Temsil ettiği herhangi bir değer kırıntısı olmayan AKP-MHP faşist bloku, Türkiye’yi dolu dizgin batağa sürüklerken, kendisi de neredeyse tümüyle baskıya, yasaklara ve sürekli olarak tırmandırdığı devlet terörüne dayanarak ayakta kalmaya çalışıyor. Bugünkü çok yönlü kriz koşullarında yasaklar ve devlet terörü, AKP-MHP iktidarının ayakta kalmasının en başta gelen araçlarıdır. Sermaye sınıfının çıkarları gereği de daha fazla vazgeçilmez bir araç haline gelmektedir. Nitekim bu araç gitgide daha çok öne çıkarılmaktadır. Günlük yaşamdan yansıyanların ötesinde, baskı, zorbalık ve terör için yasal düzenlemeler yapılmaktadır. Polis teşkilatı ve MİT’in “terör ve toplumsal olayları” bastırmak için TSK silahlarını ve araçlarını da kullanabilmesi bunun yeni örneği olarak gündeme gelmiştir.

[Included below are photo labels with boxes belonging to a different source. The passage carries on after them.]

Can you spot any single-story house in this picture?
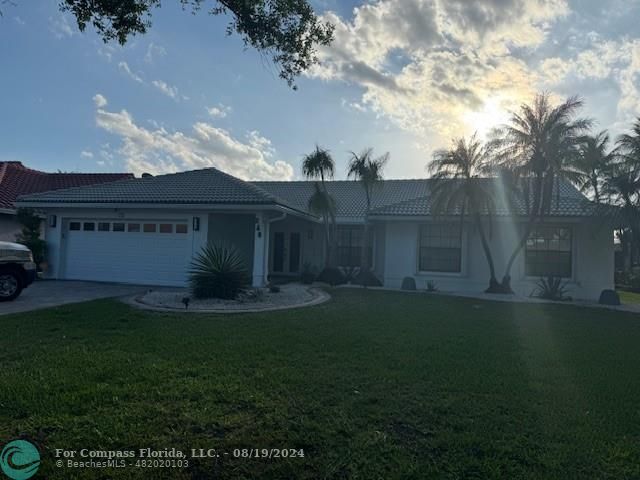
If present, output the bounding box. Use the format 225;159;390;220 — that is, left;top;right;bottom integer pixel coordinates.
18;168;614;299
0;162;133;242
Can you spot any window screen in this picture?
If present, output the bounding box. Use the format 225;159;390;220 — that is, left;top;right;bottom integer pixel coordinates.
525;226;571;277
418;223;462;273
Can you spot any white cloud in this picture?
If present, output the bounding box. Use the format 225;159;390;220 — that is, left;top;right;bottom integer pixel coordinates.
93;93;107;108
49;14;75;40
96;96;293;180
144;42;167;63
151;80;182;101
206;103;231;118
309;0;569;147
118;62;144;83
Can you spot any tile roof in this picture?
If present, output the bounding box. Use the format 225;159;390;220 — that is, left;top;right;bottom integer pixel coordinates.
252;179;429;218
20;168;306;212
371;179;615;217
253;179;602;219
0;162;133;210
20;168;601;221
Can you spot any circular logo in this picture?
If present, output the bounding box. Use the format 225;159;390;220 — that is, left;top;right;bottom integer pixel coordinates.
0;440;40;480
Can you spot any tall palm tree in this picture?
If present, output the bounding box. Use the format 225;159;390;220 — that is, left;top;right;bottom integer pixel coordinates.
490;93;592;291
573;130;615;203
428;134;502;293
302;145;336;184
605;117;640;264
302;145;336;267
309;182;336;267
347;148;389;272
616;117;640;163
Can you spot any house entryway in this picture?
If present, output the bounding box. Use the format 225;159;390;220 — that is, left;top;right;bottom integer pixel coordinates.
272;232;302;275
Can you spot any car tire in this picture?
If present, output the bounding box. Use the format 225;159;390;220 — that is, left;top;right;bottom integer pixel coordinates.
0;268;23;302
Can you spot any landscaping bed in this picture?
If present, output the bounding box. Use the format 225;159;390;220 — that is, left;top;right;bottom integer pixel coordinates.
133;283;329;313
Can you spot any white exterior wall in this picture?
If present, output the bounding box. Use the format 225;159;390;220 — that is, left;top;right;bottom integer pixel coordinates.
44;208;208;281
0;213;22;242
269;216;325;274
384;219;614;300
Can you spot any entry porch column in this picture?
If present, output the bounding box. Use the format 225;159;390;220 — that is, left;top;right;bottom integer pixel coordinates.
252;213;269;287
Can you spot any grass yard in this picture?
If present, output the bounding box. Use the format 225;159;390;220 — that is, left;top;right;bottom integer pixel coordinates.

Kriz koşulları bir yandan işçi sınıfı ve emekçiler için sosyal yıkımın derinleşmesi ve çıplak zorun yaygınlaşması anlamına gelirken, öte taraftan da Türkiye için emperyalizme kölece bağımlılığın güçlenmesi anlamına gelmektedir. Türkiye’nin içinde bulunduğu bugünkü “çöküş” durumu, işçi sınıfı ve emekçiler için ağırlaşmış yeni bir ekonomik-sosyal fatura üretirken, Türkiye için ise, emperyalist köleliğin pekişmesini dayatmaktadır.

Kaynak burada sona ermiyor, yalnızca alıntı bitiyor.